Die im Januar 2018 bereits online publizierten Paper des Lehrstuhls für Marketing und Innovation "How Consumers Assess Free E-Services: The Role of Benefit-Inflation and Cost-Deflation Effects." sowie "The Effect of A Service Provider's Competetive Market Position on Churn Among Flat-Rate Customers." werden im August in Band 21, Ausgabe 3 des Journal of Service Research (JSR) veröffentlicht. Das Journal of Service Research ist ein weltweit führendes Journal im Bereich Dienstleistungsmarketing und ist im VHB-Ranking als A-Journal eingestuft.
Die Beiträge im Einzelnen:
Hüttel, B., Schumann, J. H., Mende, M., Scott, M., & Wagner, C. (2018). How Consumers Assess Free E-Services: The Role of Benefit-Inflation and Cost-Deflation Effects. Journal of Service Research, 21 (3), 267-283. (VHB3: A)
Moser, S., Schumann, J. H., Von Wangenheim, F., Uhrich, F., & Frank, F. (2018). The Effect of a Service Provider’s Competitive Market Position on Churn Among Flat-Rate Customers. Journal of Service Research, 21 (3), 319-335. (VHB3: A)
Abstracts der Beiträge
"How Consumers Assess Free E-Services: The Role of Benefit-Inflation and Cost-Deflation Effects."
Despite the ubiquity of free e-services (e.g., free music/video streaming services), little empirical research has examined how consumers assess such service offerings. This research reveals the crucial role of consumer-perceived nonmonetary costs (NMCs; e.g., related to advertising intrusiveness) to better explain the zero-price effect (ZPE). Four experiments show that free e-services elicit positive affect in consumers, which leads to two distinct effects that drive the ZPE: a benefit-inflation effect, such that consumers overemphasize the benefits of free e-services, and a cost-deflation effect, such that they also judge the corresponding NMCs as lower. Furthermore, the authors find that the social norm of reciprocity increases consumers’ acceptance of NMCs. This research provides managerial guidance on how to better market free service offerings. Companies that consider providing basic and premium offerings should include a free basic option, which increases consumers’ benefit perceptions, lowers their perceptions of NMCs, and consequently increases demand for this service option. Finally, the findings help managers model the trade-off between immediate additional revenue generated by the fees consumers pay for a premium option and the revenue stream that a free basic option generates (e.g., through higher advertising revenues).
"The Effect of a Service Provider’s Competitive Market Position on Churn Among Flat-Rate Customers."

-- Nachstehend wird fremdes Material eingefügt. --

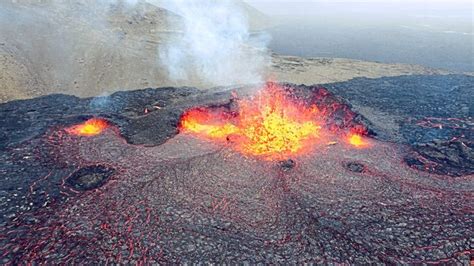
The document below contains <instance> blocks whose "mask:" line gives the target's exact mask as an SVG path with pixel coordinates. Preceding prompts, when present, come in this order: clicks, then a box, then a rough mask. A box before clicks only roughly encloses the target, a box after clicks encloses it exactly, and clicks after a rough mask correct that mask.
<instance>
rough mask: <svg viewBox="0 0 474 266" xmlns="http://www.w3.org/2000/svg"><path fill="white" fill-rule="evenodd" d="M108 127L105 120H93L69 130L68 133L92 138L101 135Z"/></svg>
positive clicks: (94, 118)
mask: <svg viewBox="0 0 474 266" xmlns="http://www.w3.org/2000/svg"><path fill="white" fill-rule="evenodd" d="M108 126H109V125H108V123H107V121H105V120H104V119H100V118H91V119H89V120H87V121H85V122H84V123H82V124H79V125H75V126H72V127H70V128H67V129H66V131H67V132H68V133H69V134H73V135H78V136H87V137H90V136H95V135H99V134H100V133H102V131H104V130H105V129H106V128H107V127H108Z"/></svg>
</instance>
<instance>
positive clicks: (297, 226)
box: [0, 75, 474, 265]
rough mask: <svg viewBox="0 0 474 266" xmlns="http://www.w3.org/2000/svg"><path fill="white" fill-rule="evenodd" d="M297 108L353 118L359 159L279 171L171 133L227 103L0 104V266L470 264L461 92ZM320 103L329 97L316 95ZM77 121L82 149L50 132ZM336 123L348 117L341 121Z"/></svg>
mask: <svg viewBox="0 0 474 266" xmlns="http://www.w3.org/2000/svg"><path fill="white" fill-rule="evenodd" d="M324 86H325V87H326V88H327V89H328V93H327V94H326V92H327V91H326V90H325V89H323V88H322V87H318V86H314V87H306V86H302V85H301V86H297V85H292V87H294V88H295V91H296V94H298V95H301V97H303V98H304V97H305V95H310V94H311V92H318V93H319V94H321V93H322V92H324V93H323V94H325V95H326V96H327V97H325V98H324V99H323V100H321V99H320V101H323V102H324V101H327V102H330V103H332V104H331V105H330V106H335V105H333V104H334V103H337V104H338V106H343V107H344V108H342V110H345V112H354V115H353V116H351V118H352V119H351V121H345V120H341V119H340V118H341V117H340V116H338V112H337V110H336V111H335V112H334V113H333V116H332V119H331V123H333V124H334V125H337V126H338V127H341V128H344V127H346V126H348V125H349V124H351V123H355V124H361V125H364V126H367V127H368V129H369V134H370V135H371V139H370V147H369V148H366V149H355V148H353V147H351V146H349V145H347V144H345V143H336V144H331V145H327V144H320V145H318V146H317V147H314V149H313V150H312V151H311V152H310V153H308V154H306V155H304V156H300V157H297V158H288V160H286V161H279V162H276V161H265V160H260V159H258V158H253V157H249V156H244V155H242V154H240V153H238V152H236V151H234V150H233V149H232V148H231V147H229V146H227V145H221V144H219V143H213V142H210V141H205V140H202V139H197V138H195V137H193V136H190V135H186V134H178V130H177V125H178V121H179V117H180V115H181V114H182V113H183V112H184V111H185V110H186V109H188V108H190V107H193V106H203V105H204V106H206V105H210V106H213V105H215V106H226V105H229V104H231V101H230V99H231V94H232V91H237V92H238V93H239V94H240V95H245V94H246V93H249V92H250V91H251V88H240V89H234V88H232V90H231V89H229V90H221V91H220V92H216V91H214V90H213V91H200V90H197V89H193V88H160V89H145V90H138V91H128V92H119V93H115V94H113V95H111V96H110V97H104V98H94V99H80V98H76V97H73V96H66V95H50V96H45V97H41V98H36V99H32V100H25V101H13V102H9V103H6V104H2V105H0V117H1V120H2V123H1V124H0V128H1V134H2V135H1V138H0V157H1V164H0V173H1V175H0V176H1V189H0V193H1V194H0V204H1V205H0V212H1V215H2V218H1V224H0V226H1V229H0V234H1V238H0V243H1V248H0V254H1V258H2V262H3V263H9V262H10V263H19V262H37V263H40V262H47V263H60V262H64V263H72V262H75V263H88V264H95V263H105V262H121V263H152V262H162V263H178V262H198V261H206V262H216V263H219V262H220V263H222V262H243V261H246V262H249V263H258V262H263V263H292V262H293V263H302V262H320V263H322V262H341V263H344V262H346V263H361V264H362V263H377V262H379V263H380V262H382V263H419V262H426V263H429V262H437V263H442V262H446V263H461V264H465V265H469V263H470V261H472V259H473V249H474V233H473V231H472V226H473V222H474V214H473V206H472V202H473V198H474V181H473V177H474V176H473V174H474V156H473V151H472V148H473V130H474V128H473V121H472V116H473V115H472V110H473V106H472V104H473V102H474V99H473V98H472V97H473V95H474V78H473V77H469V76H462V75H448V76H401V77H391V78H381V79H365V78H360V79H354V80H351V81H348V82H343V83H334V84H326V85H324ZM329 92H330V93H329ZM90 117H102V118H105V119H107V120H108V121H109V122H110V124H111V125H112V126H111V127H109V128H108V129H106V130H105V131H104V132H103V133H102V134H100V135H98V136H94V137H79V136H73V135H70V134H67V133H66V132H65V131H64V129H65V128H67V127H69V126H71V125H74V124H77V123H80V122H82V121H84V120H86V119H88V118H90ZM343 117H347V116H343Z"/></svg>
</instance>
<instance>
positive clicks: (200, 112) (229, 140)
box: [180, 83, 322, 159]
mask: <svg viewBox="0 0 474 266" xmlns="http://www.w3.org/2000/svg"><path fill="white" fill-rule="evenodd" d="M238 106H239V110H238V112H237V113H232V112H229V111H227V110H224V108H220V109H219V108H214V109H211V108H202V107H201V108H194V109H191V110H189V111H187V112H186V113H185V114H184V115H183V116H182V118H181V123H180V131H181V132H188V133H191V134H194V135H198V136H203V137H206V138H209V139H213V140H222V141H231V142H232V143H234V144H235V147H236V149H237V150H239V151H241V152H243V153H245V154H250V155H256V156H261V157H264V158H266V159H281V158H285V157H288V156H290V155H297V154H300V153H303V152H304V151H305V150H307V149H308V148H310V147H311V146H312V143H314V142H315V141H318V139H319V137H320V133H321V130H322V128H321V126H320V125H321V124H322V122H321V121H322V120H321V119H320V116H321V115H320V112H319V109H318V108H317V106H316V105H312V106H309V107H308V106H305V105H304V104H302V103H298V102H296V101H295V100H294V99H291V97H290V96H289V94H288V92H285V91H284V90H283V88H281V87H279V86H278V85H276V84H273V83H268V84H267V86H266V87H265V88H264V89H263V90H262V91H260V92H259V93H257V94H256V95H255V96H253V97H251V98H249V99H241V100H238Z"/></svg>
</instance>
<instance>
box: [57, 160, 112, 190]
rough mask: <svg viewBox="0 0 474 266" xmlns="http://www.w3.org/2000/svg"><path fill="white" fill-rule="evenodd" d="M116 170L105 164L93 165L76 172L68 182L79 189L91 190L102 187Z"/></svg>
mask: <svg viewBox="0 0 474 266" xmlns="http://www.w3.org/2000/svg"><path fill="white" fill-rule="evenodd" d="M114 172H115V170H114V169H112V168H110V167H106V166H103V165H91V166H87V167H83V168H81V169H79V170H77V171H76V172H74V173H73V174H72V175H71V176H70V177H69V178H68V179H67V180H66V182H67V183H68V184H69V185H70V186H72V187H73V188H74V189H77V190H91V189H96V188H99V187H101V186H102V185H104V184H105V182H107V180H108V179H109V178H110V176H112V174H113V173H114Z"/></svg>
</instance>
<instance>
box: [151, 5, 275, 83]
mask: <svg viewBox="0 0 474 266" xmlns="http://www.w3.org/2000/svg"><path fill="white" fill-rule="evenodd" d="M149 2H153V1H149ZM165 8H167V9H169V10H171V11H173V12H175V13H176V14H178V15H180V16H181V17H182V19H183V20H184V21H183V22H184V25H183V26H184V28H183V32H182V36H180V37H179V38H176V39H174V40H172V41H170V42H168V43H167V44H165V45H164V46H162V47H160V51H159V58H160V61H161V62H160V63H161V64H162V65H163V66H164V67H165V69H167V70H168V73H169V75H170V78H172V79H174V80H187V79H190V78H196V77H197V78H199V79H202V80H203V81H205V82H208V83H210V84H212V85H232V84H255V83H261V82H263V81H264V80H263V79H264V78H263V73H264V71H265V68H266V66H267V65H268V63H269V56H268V53H267V49H266V45H267V43H268V39H269V38H268V37H267V36H265V35H263V34H260V35H259V36H258V37H255V36H252V34H251V33H250V31H249V25H248V19H247V17H246V15H245V14H244V12H243V10H242V8H241V6H239V5H238V3H237V2H235V1H232V0H219V1H218V0H199V1H198V0H188V1H186V0H177V1H168V2H166V4H165Z"/></svg>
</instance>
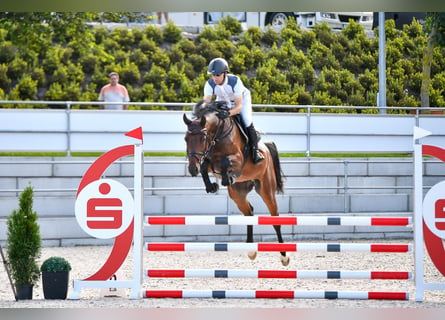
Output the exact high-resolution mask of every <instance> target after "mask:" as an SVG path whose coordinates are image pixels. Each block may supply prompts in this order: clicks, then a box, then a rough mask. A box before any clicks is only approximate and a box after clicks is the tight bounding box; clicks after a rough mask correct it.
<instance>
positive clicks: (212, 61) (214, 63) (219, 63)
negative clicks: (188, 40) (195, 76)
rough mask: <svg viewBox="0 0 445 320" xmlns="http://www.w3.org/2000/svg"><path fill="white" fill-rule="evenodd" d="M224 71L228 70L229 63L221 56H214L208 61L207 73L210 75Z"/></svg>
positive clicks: (217, 74)
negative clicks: (219, 56)
mask: <svg viewBox="0 0 445 320" xmlns="http://www.w3.org/2000/svg"><path fill="white" fill-rule="evenodd" d="M224 72H229V64H228V63H227V61H226V60H224V59H223V58H215V59H213V60H212V61H210V63H209V67H208V69H207V73H208V74H211V75H215V76H217V75H220V74H222V73H224Z"/></svg>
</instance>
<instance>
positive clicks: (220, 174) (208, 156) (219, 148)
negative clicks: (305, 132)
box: [183, 100, 289, 266]
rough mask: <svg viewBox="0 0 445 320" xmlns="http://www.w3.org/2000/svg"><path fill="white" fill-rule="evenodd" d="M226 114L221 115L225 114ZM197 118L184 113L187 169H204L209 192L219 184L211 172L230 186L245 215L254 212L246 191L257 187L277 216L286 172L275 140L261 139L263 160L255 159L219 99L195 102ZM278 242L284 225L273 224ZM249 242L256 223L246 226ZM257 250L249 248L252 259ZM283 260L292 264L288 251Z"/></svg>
mask: <svg viewBox="0 0 445 320" xmlns="http://www.w3.org/2000/svg"><path fill="white" fill-rule="evenodd" d="M224 112H226V113H225V116H221V114H224ZM193 115H194V117H195V119H194V120H191V119H189V118H188V117H187V115H186V114H184V115H183V120H184V123H185V124H186V125H187V132H186V134H185V141H186V144H187V157H188V171H189V173H190V174H191V175H192V176H193V177H196V176H197V175H198V174H199V173H201V176H202V179H203V181H204V184H205V187H206V191H207V193H215V192H217V191H218V189H219V186H218V184H217V183H215V182H214V183H212V182H211V181H210V178H209V173H211V174H212V175H213V176H214V177H216V178H218V179H220V180H221V184H222V185H223V186H226V187H227V190H228V192H229V196H230V198H231V199H232V200H233V201H234V202H235V203H236V205H237V207H238V209H239V210H240V211H241V212H242V213H243V214H244V215H245V216H253V206H252V205H251V203H250V202H249V201H248V199H247V195H248V193H249V192H250V191H252V190H253V188H255V191H256V192H257V193H258V194H259V195H260V197H261V198H262V200H263V201H264V203H265V204H266V206H267V208H268V210H269V213H270V215H272V216H278V215H279V213H278V205H277V201H276V197H275V194H276V193H283V176H282V172H281V165H280V159H279V156H278V151H277V148H276V146H275V143H273V142H265V143H263V142H261V141H259V143H258V148H259V150H260V152H261V153H262V154H263V156H264V160H263V161H261V162H260V163H258V164H254V163H253V162H252V156H251V152H250V150H249V148H248V147H247V146H248V144H247V140H246V139H247V137H246V135H245V134H244V133H243V132H242V130H241V129H240V128H239V126H238V124H237V123H236V121H235V120H234V117H229V116H228V114H227V109H225V110H224V108H221V106H220V102H219V101H218V102H216V101H213V102H210V103H208V104H206V103H205V102H204V101H202V100H201V101H200V102H198V103H197V104H196V105H195V106H194V110H193ZM273 227H274V229H275V232H276V234H277V238H278V242H279V243H283V237H282V235H281V226H280V225H274V226H273ZM247 242H248V243H252V242H253V226H252V225H248V226H247ZM256 254H257V253H256V252H249V254H248V256H249V258H250V259H252V260H253V259H255V258H256ZM281 263H282V264H283V265H284V266H287V265H288V264H289V257H288V256H286V252H281Z"/></svg>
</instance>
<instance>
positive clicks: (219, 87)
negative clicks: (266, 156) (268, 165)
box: [203, 58, 264, 164]
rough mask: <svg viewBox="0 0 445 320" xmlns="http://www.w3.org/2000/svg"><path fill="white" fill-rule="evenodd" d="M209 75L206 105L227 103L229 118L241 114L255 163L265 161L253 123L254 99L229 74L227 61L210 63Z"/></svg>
mask: <svg viewBox="0 0 445 320" xmlns="http://www.w3.org/2000/svg"><path fill="white" fill-rule="evenodd" d="M207 73H208V74H210V75H211V78H210V79H209V80H207V81H206V83H205V85H204V98H203V100H204V101H205V102H206V103H210V102H211V101H212V97H213V96H216V99H215V101H225V102H226V103H227V105H228V106H229V108H230V111H229V112H228V114H227V116H234V115H237V114H240V116H241V120H242V122H243V126H244V128H246V132H247V136H248V138H249V146H250V148H251V150H252V160H253V163H255V164H257V163H259V162H260V161H262V160H264V156H263V155H262V153H261V152H260V151H259V150H258V141H259V137H258V134H257V132H256V130H255V127H254V126H253V121H252V98H251V96H250V90H249V89H247V88H246V87H245V86H244V84H243V82H242V81H241V79H240V78H239V77H238V76H236V75H233V74H229V65H228V63H227V61H226V60H225V59H222V58H215V59H213V60H212V61H210V63H209V66H208V69H207Z"/></svg>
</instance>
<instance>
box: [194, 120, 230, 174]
mask: <svg viewBox="0 0 445 320" xmlns="http://www.w3.org/2000/svg"><path fill="white" fill-rule="evenodd" d="M226 119H229V124H230V127H229V128H227V130H224V127H225V124H226ZM226 119H220V118H218V123H217V125H216V129H215V130H214V132H215V134H214V135H213V139H211V136H210V134H209V132H208V130H207V128H202V129H201V130H200V131H199V132H192V131H191V130H189V131H188V133H190V134H192V135H196V134H203V135H204V138H205V144H206V148H205V150H204V151H202V152H198V151H192V152H187V156H188V157H193V158H195V159H196V160H197V161H198V162H199V164H200V165H202V164H203V163H204V161H205V160H206V159H207V160H209V162H210V163H211V166H212V171H213V172H215V170H214V168H213V164H212V162H211V161H210V160H211V159H212V153H213V149H214V147H215V146H216V144H217V143H218V142H220V141H222V140H224V139H225V138H226V137H228V136H229V135H230V133H231V132H232V130H233V126H234V124H233V119H230V118H226ZM198 156H201V159H199V158H198ZM215 173H216V172H215Z"/></svg>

Flat-rate pricing, as opposed to charging customers for actual usage, dominates many serviceindustries (e.g., telecommunications, health clubs, and music streaming), and customers often express a flat-rate bias and choose flat rates even if a pay-per-use tariff would be less expensive for them. However, evidence of the effect of this bias on churn is mixed. The competitive market position of a service provider may represent a relevant contingency factor related to this effect; building on attribution theory, the current study predicts that customers attribute their flat-rate bias differently, depending on service providers’ strategic positioning, which leads to varying churn behavior. A survival analysis of approximately 2 years’ transactional data gathered from 21,490 customers of a premium Internet service provider affirms that a flat-rate bias leads to churn in the premium segment. Two experimental studies show that customers of premium service providers attribute their flat-rate bias more externally and exhibit lower fairness perceptions but increased churn intentions compared to low-cost customers who make internal attributions and who thus have less negative perceptions and lower churn intentions. Therefore, premium service managers must proactively manage customers who exhibit flat-rate biases to prevent their negative reactions. Low-cost providers generally have less need for such action and can benefit from flat rates without risking increased churn, despite higher price sensitivity of their customers.